Saturday, April 02, 2022

Parks, malls and farms: How Gwadar has changed in six years

Port city has been bedecked with carpeted roads, shopping malls, inter-city transportation, resorts [...] international airport

— Provided by the reporter
— Provided by the reporter 

In just six years, Gwadar has rapidly changed from a small fishing town to a smart city.

The port city has now been bedecked with carpeted roads, shopping malls, inter-city transportation, resorts, recreational parks, seawater desalination water plants, hospitals, educational institutions, livestock businesses, agriculture farming areas, free zones and an under-construction international airport.

One major project that has sprouted up in recent years is the 19-kilometre-long Eastbay Expressway, which will be used to transport cargo from the Gwadar port to Motorway 8 (M-8), the western part of the China-Pakistan Economic Corridor (CPEC).

Imam Buksh, the project director of the Eastbay Expressway, told that it is the first time in the history of Gwadar that a six-lane, high-tech, signal-free road will be operational.

The project is expected to be completed by the second week of May. “All containerised traffic from Gwadar Port will head to China from this expressway,” he added.

Gwadar is also going green.

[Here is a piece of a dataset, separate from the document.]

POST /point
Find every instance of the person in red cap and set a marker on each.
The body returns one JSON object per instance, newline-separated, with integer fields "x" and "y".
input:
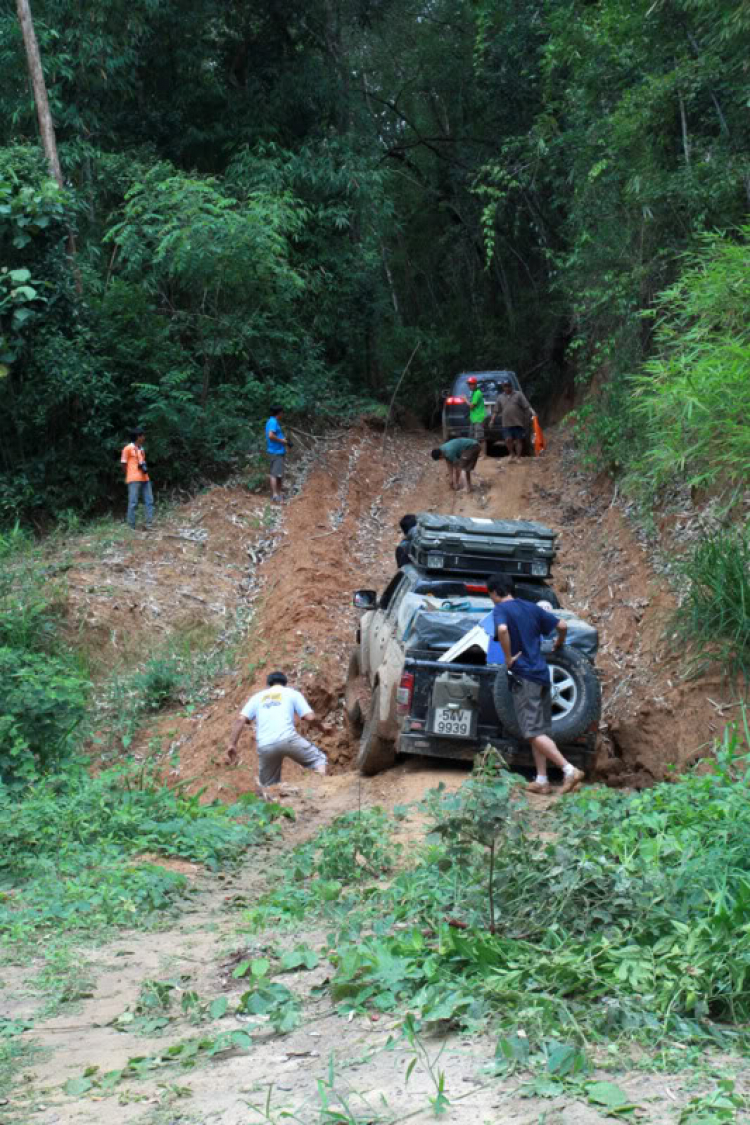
{"x": 477, "y": 411}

Several plantation projects for biodiversity and natural flora and fauna have either been completed or are being worked on at a rapid pace.

— Provided by the reporter
— Provided by the reporter 
— Provided by the reporter
— Provided by the reporter 

For the local residents, many parks have been rolled out as well, such as the Pak-China Friendship Green Park and Central Park.

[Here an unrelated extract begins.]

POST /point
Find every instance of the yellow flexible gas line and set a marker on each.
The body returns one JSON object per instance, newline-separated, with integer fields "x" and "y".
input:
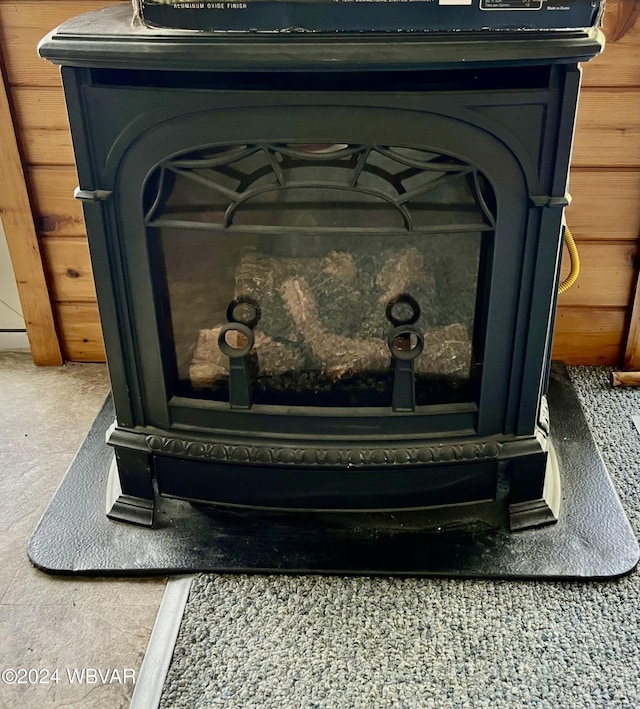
{"x": 575, "y": 261}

“Compared to the past, greenery in Gwadar has now increased to 20%,” Abdul Raheem, the Gwadar Development Authority’s (GDA) deputy director environment, told

In order to address the lack of freshwater, a 1.2 million gallon per day seawater desalination water plant is in the pipeline. The plant is being bankrolled by China, which has allocated a grant of Rs 2 billion, said Dawood Baloch, director of the Gwadar Port Authority (GPA).

Another milestone achievement in the coming months will be to link Gwadar with the national grid which will play a significant role to reduce power outages in the city.

The GDA’s assistant town planner, Abdul Razzaq, told that a 140km, 132KV, double-circuit and a 395km, 132KV, single-circuit transmission line is being planned. He added that the government has also decided to import 70 to 100 megawatt Iranian electricity to power up the Gwadar Port. While, a 300-MW coal-fired power plant will be completed by 2023, said GPA chairman Naseer Khan Kashani.

Moreover, Gwadar homes are being converted to solar energy. In the first phase, China’s Ministry of Ecology and Environment donated more than 4,000 sets of solar photovoltaic systems and LED lights to the local people.

Recently, China donated a further 3,000 solar plates to the residents.

Zhang Baozhong, the chairman of China Overseas Port Holding Company (COPHC), told that at the Gwadar port LPG ships and bulk cargo vessels are also now routine. All these activities have led to a lot of business opportunities for Pakistani stevedoring companies, transporters and customer clearance, he added.

Then there are the “Tissue Labs” that China is operating in Gwadar. These labs promise to create alternative sources of income for locals, other than fishing and aqua-related businesses.

“We are ready to open training sessions for locals, both male and female, to impart modern knowledge on how to grow commercial crops and plants in a dry and arid climate,” said Zhang Saiyang, the director of Tissue Lab.